13. The Plaintiff was permitted to give evidence in this matter and admitted that he was aware FRCA and Police had registered encumbrances. Further the Plaintiff stated he paid FRCA and FRCA emailed the Land Transport Authority and failed to substantiate the same by tendering the email. In contrast dated 5th March 2013 in paragraph 8 of the Affidavit filed by the Land Transport Authority sworn by Isoa Tawakevou Regional Manager stated the FRCA had advised its Manager Legal – Suva of LTA on 25th October 2012 the Freeze on the vehicle nos. DHL 786/ DY 468 being lifted which was informed to the Labasa Office and the freeze was released. The 2nd Defendant had filed annexure 3 computer records in this regard. The Plaintiff had disputed this position in his submission and stated that the Plaintiff failed to establish that when was the instruction given to uplift the seizure and when was it uplifted. Counsels' submissions and evidence led in this case the issue had to be decided considering the facts. The Plaintiff answering at the cross examination stated:
"Q: LTA say in clause 8 of the Affidavit 2nd Defendant FRICA advised on 25th October 2012?
A: No. It was advised in August 2012 I went and checked. They have sent an email.
Q: The 2nd Defendant stated LTA advised they can register?
A: Yes after summons served.
Q: On 25th charges are lifted?
A: I didn't check.
Q: Is it your duty to check before instituting action?
A: No, I don't think. I inquired lot of times but they didn't took it seriously. When I went to FIRCA I was told it was held by the 1st Defendant.
Q: Isn't it the Tax Department had to write to LTA?
A: They have written.
Q: LTA was relying on the communication of the Authority?
A: Yes."
14. Considering all the material and evidence given by plaintiff before me I conclude that the reliefs claimed by the Plaintiff for general damages will depend on the disputed facts by the Defendants. I further conclude that liability of the 1st and 2nd Defendants should be considered at a proper trial where action begun by a writ. As such the plaintiff is not entitled to initiate this action by originating summons procedure. Further it is observed the Plaintiff failed to establish the facts stated in his affidavit by tendering supportive evidence.
15. The second Defendant appeared before this court with regard to the encumbrances placed by the Police pertaining subject vehicle. The 1st Defendant produced bail surety form date 11/2/2012, letter dated 5th August 2012 sent to LTA by the Divisional Police Commander, Northern, which documents establish there was prima facie case where the 1st Defendant acted in his official capacity for stoppage of the Registration of the vehicle nos. DHL 786/ DY 468. The Plaintiff alleged in his affidavit that the 1st Defendant acted unlawfully, illegally and without any right. However in pursuant to the documents tendered by the 1st Defendant I conclude there is a serious question of fact to be decided by this court.

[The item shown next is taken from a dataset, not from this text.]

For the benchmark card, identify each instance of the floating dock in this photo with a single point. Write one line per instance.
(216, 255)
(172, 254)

In case of Reserve Bank of Fiji v Trevor Robert Gallager and Alan Charles Newham Civil No. ABU 0030 of 2005 (unreported decided on 14th July 2006) Barker JA stated in paragraph (57):
"(57) Order 5 Rule 4(2) reflects the normal use of originating summons procedure; indicating that the procedure is appropriate for interpretation arguments or cases where there is unlikely to be any substantial dispute of fact ..."

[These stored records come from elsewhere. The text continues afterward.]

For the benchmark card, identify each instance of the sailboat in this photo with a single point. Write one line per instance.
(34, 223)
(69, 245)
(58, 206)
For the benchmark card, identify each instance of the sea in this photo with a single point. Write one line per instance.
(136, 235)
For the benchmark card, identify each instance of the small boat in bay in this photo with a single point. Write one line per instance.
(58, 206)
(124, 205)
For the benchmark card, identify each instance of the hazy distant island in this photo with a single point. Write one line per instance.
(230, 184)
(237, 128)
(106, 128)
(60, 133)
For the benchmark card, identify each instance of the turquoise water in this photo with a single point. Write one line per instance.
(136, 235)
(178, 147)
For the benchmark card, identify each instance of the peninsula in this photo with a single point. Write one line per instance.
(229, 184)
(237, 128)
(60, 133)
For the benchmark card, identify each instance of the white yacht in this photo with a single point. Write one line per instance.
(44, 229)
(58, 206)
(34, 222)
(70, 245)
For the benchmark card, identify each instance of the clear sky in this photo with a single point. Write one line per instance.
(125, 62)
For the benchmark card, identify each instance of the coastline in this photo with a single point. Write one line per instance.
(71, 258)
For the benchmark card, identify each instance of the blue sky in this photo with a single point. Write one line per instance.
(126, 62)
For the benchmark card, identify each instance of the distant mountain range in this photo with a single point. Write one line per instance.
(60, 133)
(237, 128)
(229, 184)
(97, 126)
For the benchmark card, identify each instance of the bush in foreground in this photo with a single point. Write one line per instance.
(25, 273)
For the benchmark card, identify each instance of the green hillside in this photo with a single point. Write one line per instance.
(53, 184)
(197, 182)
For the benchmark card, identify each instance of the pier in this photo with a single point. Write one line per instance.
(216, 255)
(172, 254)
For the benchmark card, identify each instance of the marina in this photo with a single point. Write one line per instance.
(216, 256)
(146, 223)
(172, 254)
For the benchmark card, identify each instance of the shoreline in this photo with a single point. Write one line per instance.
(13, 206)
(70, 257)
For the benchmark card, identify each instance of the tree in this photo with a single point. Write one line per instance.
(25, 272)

It was further stated by Barker JA in paragraph (60):
"(60) Order 28 Rule 9 empowers the court, in effect, to convert an originating summons procedure into writ and for the proceedings thereafter to continue as of they had been commence by way of writ, subject to any direction of the Court..."

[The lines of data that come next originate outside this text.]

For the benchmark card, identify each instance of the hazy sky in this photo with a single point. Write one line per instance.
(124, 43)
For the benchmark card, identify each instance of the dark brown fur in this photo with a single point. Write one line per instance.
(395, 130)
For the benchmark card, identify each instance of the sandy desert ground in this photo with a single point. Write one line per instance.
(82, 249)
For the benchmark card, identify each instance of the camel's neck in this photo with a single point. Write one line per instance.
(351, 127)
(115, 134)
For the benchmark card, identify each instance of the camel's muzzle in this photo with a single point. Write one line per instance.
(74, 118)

In the present case it is evident there is substantial dispute of fact as stated in the preceding paragraphs to be decided at a proper trial.
In this case there are various incidental factual matters raised by the Defendants and such matters should be decided at a proper trial. As such I conclude this matter to convert as a case to begun by writ of summons.
Accordingly, I make the following Orders:
(a) The plaintiff should take steps to continue with this case as if the matter has begun by writ;
(b) Cost of this matter is cost in the cause.
Delivered at Suva this 8th Day of April, 2014.